I guess I was one of the latter, except I could not let something of this magnitude just sit. I wrote letters, mostly to Jack Ward, and made phone calls to both Russ and Jack, and then I made a trip to Vincennes with a witness. In time I became satisfied that what they were telling us was all true (maybe interpreted wrongly by Jack Ward, but you have to start somewhere) and that the story, at least of the discovery, was for the most part exactly as the events occurred.
In my conversations with Russ that year I learned that, although the president of the ISAC organization, Dr.
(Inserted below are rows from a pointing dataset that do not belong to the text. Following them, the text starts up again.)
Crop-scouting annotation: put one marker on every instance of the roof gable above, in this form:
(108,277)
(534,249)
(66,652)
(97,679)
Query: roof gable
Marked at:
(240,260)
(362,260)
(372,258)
Joseph Mahan, had asked him to be on the program again in 1989, he felt he had had such a bad experience with them the previous year that he “didn’t want to go through that again,” and told me he wouldn’t be there.
When the program for the 1989 meeting arrived at our house and Russell Burrows’ name was on it as a presenter I called him again.
“Apparently Dr. Mahan thinks you are going to be on the program.” I said. “If you’re going to be there, I’ll be there. If you aren’t, I’m staying home.”
“Well, I’m not going to be there,” retorted Russ, and neither of us showed up at that meeting.
Dr. Joseph Mahan has done much research into Native American history, and seemed to believe that the cave in Illinois was worthy of belief. To be sure, he was not accepting Jack Ward’s interpretation, but when it came to Russell, he continually wanted him to tell his story. Russell was not into giving interpretation unless it was something of a minor obvious nature. He was merely telling what he had found and trying to do something about it without the thing getting out of hand. To the credit of the ISAC group, Joe Mahan has always supported Russell and the cave.
There were other important people who felt the same way and there were a few positive things happening that I was excited about. One of them was that Dr. George Carter had become interested and was willing to help out.
I had met Dr. Carter at Barry Fell’s home in San Diego back in 1985. He was the main speaker at the ISAC conference in 1988, and down through the years had been a prominent supporter of the theory that there were many exchanges among the various cultures before Columbus, in food, plants, and culture. Carter was highly respected among diffusionists but was considered a maverick by the inner circles of the establishment.
Russell Burrows met George Carter at the 1988 ISAC conference. We were told after that meeting that Dr. Carter would get a highly qualified team of archaeologists from a Texas university to conduct the cave investigation. He would be working with Dr. Cook. This was the encouragement that Russell needed to keep his head above water during that period. We were quite enthused over these developments and attended the 1990 meeting of ISAC.